The Rays looked to get something back in the top of the fourth, as Diaz hit a nice triple, and was then driven home by a Kiermaier sac fly. It was enough to cut the lead to two, but they were unable to get anything else done in the inning. The bottom of the inning saw Harold Ramirez kick things off with a single, then successfully steal second to put himself in scoring position. A Johnson groundout advanced Ramirez to third, and he was then able to score on a Hedges sac fly. Mercado was able to reach on a Franco fielding error, but the inning ended on the next batter.

Walls drew a walk to kick off the fifth, but sadly was the only man to get aboard in the inning. Jose Ramirez got another walk in the bottom of the inning, then successfully stole second, and no I’m not just repeating myself from the fourth, these are different Ramirezes. Ramiri? Anyway, same series of moves, different dudes. Anyway, it was a scoreless inning.

Meadows walked to lead off the sixth, but was caught stealing, eliminating the baserunner. The remainder of the inning didn’t get the Rays any closer to scoring another run. After giving up a single in the bottom of the sixth, that was the end of the day for Patiño, replaced by Chris Mazza. The outing for Patiño looked a little like this: 5.1 IP, 5 H, 4 R, 4 ER, 3 BB, 4 K, 1 HR on 98 pitches. Score aside it wasn’t the ugliest outing I’ve ever seen. The inning ended with no further damage from Cleveland.
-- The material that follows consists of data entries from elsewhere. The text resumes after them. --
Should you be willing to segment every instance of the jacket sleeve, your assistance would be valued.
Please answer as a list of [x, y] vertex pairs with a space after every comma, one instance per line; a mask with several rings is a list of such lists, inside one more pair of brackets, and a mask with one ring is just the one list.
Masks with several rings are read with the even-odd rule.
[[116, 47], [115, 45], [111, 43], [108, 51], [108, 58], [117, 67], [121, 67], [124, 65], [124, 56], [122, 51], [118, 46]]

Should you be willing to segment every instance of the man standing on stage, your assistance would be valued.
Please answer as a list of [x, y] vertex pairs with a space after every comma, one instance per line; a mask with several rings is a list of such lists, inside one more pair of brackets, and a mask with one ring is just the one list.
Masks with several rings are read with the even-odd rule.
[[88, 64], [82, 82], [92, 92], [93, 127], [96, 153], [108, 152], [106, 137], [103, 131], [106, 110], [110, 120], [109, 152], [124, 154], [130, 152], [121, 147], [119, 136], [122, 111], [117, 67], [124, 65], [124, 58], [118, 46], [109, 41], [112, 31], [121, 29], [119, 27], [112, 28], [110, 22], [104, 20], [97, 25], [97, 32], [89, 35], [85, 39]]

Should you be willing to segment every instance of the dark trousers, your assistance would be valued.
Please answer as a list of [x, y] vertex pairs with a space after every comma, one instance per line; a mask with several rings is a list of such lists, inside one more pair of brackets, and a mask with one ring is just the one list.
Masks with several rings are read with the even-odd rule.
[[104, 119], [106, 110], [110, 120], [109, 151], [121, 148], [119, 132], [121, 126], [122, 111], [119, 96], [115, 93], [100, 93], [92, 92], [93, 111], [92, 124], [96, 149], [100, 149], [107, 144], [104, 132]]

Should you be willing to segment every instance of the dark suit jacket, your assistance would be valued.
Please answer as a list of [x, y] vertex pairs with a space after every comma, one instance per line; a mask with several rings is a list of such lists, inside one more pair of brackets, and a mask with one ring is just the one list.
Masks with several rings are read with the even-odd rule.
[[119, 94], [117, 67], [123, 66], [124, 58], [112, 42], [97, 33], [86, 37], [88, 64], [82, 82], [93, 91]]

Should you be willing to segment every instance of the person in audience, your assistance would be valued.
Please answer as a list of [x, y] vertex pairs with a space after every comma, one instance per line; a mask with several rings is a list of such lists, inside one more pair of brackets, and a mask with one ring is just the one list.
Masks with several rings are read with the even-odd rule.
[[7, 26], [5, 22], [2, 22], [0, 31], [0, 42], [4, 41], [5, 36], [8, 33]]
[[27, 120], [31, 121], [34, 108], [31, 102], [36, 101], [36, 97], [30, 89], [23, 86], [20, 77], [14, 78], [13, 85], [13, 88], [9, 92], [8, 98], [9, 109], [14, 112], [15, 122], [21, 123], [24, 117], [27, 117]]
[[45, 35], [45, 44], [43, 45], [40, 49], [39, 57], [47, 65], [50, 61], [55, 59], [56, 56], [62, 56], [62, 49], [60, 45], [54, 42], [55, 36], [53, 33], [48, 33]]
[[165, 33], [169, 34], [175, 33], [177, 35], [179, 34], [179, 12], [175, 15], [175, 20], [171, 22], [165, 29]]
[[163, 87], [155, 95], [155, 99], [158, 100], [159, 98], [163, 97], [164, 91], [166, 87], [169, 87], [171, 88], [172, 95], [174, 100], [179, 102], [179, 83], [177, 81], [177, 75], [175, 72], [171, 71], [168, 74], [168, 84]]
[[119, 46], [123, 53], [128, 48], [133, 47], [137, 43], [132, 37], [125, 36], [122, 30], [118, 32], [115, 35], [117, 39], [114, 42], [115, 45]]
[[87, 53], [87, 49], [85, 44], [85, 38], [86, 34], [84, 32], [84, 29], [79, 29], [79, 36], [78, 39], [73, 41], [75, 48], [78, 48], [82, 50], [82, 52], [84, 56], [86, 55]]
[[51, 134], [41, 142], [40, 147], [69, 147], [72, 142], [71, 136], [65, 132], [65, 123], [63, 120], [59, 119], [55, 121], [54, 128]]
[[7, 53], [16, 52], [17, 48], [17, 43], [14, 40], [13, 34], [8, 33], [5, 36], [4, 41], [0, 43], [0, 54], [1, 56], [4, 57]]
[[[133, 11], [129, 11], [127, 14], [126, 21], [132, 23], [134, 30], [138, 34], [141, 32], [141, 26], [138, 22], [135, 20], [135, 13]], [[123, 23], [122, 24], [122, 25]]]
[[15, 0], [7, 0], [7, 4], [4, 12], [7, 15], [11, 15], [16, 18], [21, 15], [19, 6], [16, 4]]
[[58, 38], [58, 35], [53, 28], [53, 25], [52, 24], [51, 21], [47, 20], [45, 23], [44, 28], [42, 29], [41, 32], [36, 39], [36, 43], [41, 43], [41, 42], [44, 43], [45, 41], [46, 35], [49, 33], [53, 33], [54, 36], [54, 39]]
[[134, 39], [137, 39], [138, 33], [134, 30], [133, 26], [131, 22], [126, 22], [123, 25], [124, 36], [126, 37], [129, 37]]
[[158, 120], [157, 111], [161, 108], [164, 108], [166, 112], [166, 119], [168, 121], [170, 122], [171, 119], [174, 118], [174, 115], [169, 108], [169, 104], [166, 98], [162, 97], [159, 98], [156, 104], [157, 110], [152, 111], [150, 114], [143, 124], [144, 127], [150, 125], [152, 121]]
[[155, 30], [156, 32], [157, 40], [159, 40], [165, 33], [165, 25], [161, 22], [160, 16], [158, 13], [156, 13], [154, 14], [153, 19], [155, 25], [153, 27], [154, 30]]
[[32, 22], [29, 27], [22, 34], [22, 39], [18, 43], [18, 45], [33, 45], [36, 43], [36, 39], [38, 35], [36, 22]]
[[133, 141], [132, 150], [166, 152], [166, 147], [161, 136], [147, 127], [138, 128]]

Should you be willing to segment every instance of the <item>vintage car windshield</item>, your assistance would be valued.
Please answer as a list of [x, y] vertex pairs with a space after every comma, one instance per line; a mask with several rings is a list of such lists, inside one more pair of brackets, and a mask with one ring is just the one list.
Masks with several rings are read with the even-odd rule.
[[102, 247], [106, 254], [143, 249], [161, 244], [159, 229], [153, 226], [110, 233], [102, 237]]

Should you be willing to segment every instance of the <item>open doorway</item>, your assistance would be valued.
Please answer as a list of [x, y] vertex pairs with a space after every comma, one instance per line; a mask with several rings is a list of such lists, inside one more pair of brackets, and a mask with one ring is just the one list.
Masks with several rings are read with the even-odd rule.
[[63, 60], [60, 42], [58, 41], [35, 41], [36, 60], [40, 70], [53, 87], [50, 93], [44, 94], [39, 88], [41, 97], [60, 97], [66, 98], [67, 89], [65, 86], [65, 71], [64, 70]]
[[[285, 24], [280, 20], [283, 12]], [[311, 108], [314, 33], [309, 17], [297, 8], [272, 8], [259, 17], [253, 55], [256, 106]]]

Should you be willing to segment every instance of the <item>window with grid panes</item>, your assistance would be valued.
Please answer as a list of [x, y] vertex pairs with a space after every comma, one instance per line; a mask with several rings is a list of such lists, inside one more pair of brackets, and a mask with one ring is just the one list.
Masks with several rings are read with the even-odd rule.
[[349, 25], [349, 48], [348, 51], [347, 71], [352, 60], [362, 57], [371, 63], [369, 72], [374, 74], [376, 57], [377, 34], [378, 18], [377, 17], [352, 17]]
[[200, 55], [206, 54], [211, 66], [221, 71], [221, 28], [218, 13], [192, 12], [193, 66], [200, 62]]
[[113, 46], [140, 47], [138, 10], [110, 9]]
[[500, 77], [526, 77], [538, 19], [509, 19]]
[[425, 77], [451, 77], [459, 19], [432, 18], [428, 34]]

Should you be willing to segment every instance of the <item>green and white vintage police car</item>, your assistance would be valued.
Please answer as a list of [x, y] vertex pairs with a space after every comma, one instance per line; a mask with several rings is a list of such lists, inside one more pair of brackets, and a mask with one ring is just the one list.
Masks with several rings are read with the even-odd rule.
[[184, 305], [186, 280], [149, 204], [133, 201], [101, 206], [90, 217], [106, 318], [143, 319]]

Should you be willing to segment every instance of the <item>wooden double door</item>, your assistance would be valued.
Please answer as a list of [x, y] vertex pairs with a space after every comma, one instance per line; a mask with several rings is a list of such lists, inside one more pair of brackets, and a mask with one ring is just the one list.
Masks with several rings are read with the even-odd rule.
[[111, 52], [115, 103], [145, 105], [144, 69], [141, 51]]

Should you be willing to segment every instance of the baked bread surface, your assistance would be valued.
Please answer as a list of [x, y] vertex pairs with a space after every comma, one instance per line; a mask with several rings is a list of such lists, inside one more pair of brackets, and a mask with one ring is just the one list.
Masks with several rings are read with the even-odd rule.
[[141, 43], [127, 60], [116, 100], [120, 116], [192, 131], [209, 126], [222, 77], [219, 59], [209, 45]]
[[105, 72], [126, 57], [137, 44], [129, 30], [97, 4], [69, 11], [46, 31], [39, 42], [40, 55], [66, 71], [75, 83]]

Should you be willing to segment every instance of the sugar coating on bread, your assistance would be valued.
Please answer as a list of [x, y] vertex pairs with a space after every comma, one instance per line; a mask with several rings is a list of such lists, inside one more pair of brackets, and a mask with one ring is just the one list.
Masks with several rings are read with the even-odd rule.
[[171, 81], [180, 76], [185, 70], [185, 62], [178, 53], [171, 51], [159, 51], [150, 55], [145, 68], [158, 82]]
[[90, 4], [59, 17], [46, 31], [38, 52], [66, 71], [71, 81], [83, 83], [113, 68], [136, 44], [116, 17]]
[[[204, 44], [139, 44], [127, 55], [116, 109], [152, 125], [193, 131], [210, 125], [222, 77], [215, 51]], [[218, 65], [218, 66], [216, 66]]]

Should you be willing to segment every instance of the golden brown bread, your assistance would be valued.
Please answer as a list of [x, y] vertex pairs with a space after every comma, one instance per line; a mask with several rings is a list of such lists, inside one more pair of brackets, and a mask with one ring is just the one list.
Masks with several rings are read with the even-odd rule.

Mejia hit a darned-near home run in the seventh that he legged out into a triple (two triples in one night?), and Walls grounded out to bring the catcher home, cutting the Rays deficit to two runs. Onto the bottom of the inning, Rosario drew a walk with one out, then advanced to second on a wild pitch from Mazza. Good news though, no runs scored.

Franco got an infield single in the top of the eighth, but that was it for either side in the entire inning in terms of putting runners on the paths.

It came down to the top of the ninth for the Rays, and Yandy Diaz was not ready to lose, hitting a leadoff solo home run to cut the Cleveland lead to one.

Kiermaier and Mejia made solid efforts, but no luck. It was all up to a pinch-hitting Ji-Man Choi. Choi managed to draw a walk to put the go-ahead run aboard with Lowe coming up. Brett Phillips came in as the pinch-runner. Lowe hit a long double off the wall, scoring the speedy Phillips and tying the game. The Rays didn’t get the go-ahead, but they did end the half at a tie.

Pete Fairbanks came on for the ninth. The first out of the inning was a catch by Fairbanks himself after he failed to get out of Yandy Diaz’s way on an infield pop up. Fairbanks for the first two outs pretty quickly but the Rosario at-bat felt like it lasted roughly 700 pitches before he finally struck out. Onward to extras!

Meadows, with one out, singled to center and scored default baserunner (aka Manfred Man) Arozarena, giving the Rays the lead. Diaz hit a single to advance Meadows to third, and the ball got thrown away to let Diaz advance to second, but there was no scoring move for Meadows on the play. Ultimately the Rays weren’t able to bring Meadows home, but now they were just three outs from a win.

Castillo was on to pitch for the 10th. A Jose Ramirez fly moved Cleveland’s Manfred Man, Rosario, to third base. Then a much-needed strikeout to Reyes. Two out. Castillo collected the final strikeout, getting the save, Fairbanks collected the win. Rays take it in extras.